A New Kind of Family

Like sex ‘family’ is a fundamental topic. To achieve a humane non-destructive truce with ourselves and the rest of nature we need to make an effort towards better understanding and changing the concept of the family.

In a sort of traffic pile-up of Freudian, Feminist and Communitarian ideas the 1960s saw the family — in its stripped-down Western middle class version — as something mainly destructive and toxic. To be somehow abolished in radical configurations like the Israeli kibbutz or in communes like the c19th Oneida Community or today’s Tamera (see below).

But today’s understanding of how positive social change can happen, after the accelerated history of the last two centuries, is more on the ‘tweak’ plan.  Rather than destroy then start from scratch and build the perfect society — a tall order given human complexity, make improvements and evolve existing systems. It’s self-evident that in a family mutual love and solidarity, although not universal, is a great boon. And of course children cannot survive without some kind of family or family-like structure in place. It is also really the only successful social model we have because it stems from our mammalian biology; from  the impulses of sexual attraction, reproduction and nurturing.

I believe that far from being toxic and needing to be dynamited the Family is a great hidden-in-plain-sight template for a radically better society.

Without dumping the traditional or ‘bio’-family (and communitarian experiments like Oneida and the Kibbutz have all failed to do that over more than one or two generations) or the love of couples that seeds families we should understand how to extend the family model beyond its biological, kin and sexual bonds. The classical anarchist movement for example spoke of the voluntary ‘affinity group‘ as a political actor different to hierarchal political parties and businesses. Affinity groups work with shared values and friendship and could be the basis of living arrangements and small-scale social change not just political action.

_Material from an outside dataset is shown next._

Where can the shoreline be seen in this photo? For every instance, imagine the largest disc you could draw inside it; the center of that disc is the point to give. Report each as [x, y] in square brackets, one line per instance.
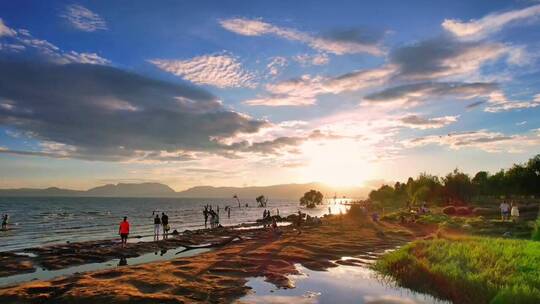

Our aim is to encourage links of solidarity, co-help, co-responsibility, co-ownership amongst conscious world citizens who identify with the living planet and her avatar the Great Mother.

So with the one(s) we love it’s not our goal to have a 2.5 children monogamous nest in a single family house scenario but live and love and support each other in a community of affinity.

Which brings us to Tamera, one of the worlds most successful and long-lasting ‘conscious communities’. In a highly isolated patch of land in Southern Portugal a largely German group have maintained an eco-respectful community that has also maintained relative sexual liberty while maintaining long-term relationships, unlike the usual western model of ‘serial monogamy’ or ‘love one, dump one’.

Study their effort, they have been quite thoughtful. My reaction is that Tamera sounds in a way like a mini East Germany, all that German discipline and cut off from the rest of the world, not in this case by the strict use of ditches, automatic machine guns and visa restrictions but living as expatriates in the middle of nowhere. And as Jamie Bartlett’s Radicals Chasing Utopia makes clear it is a kind of gurocracy, i.e. with top-down thinking and highly managed debate.

Unfortunately their linguistic and physical isolation means their influence outside their fences is minimal. If you even want to visit you have to pay €560 for a week’s stay in a tent.

Perhaps an important innovation of the Towerland Project is the idea of the ‘dispersed community’ — just as a bio-family can be physically spread over four or five continents (like my emigration-prone Irish family) and still maintain live feeling and acts of helping and celebration this model of community does not depend on us all living together in the same big house or village fulltime (like our communal or perhaps ex-communal neighbours, also mainly German, in Upacchi, near Anghiari).

Partly this becomes more possible through modern communication media.

Just as one might expect a bio-family that went off to live in great isolation to fracture through too much contact and too little release so with the isolated communitarian experiment, unless, as in the ‘Old Days’ there was a Patriarch or Matriarch to enforce the rules.

Hence the dispersed and spreading affinity-community idea.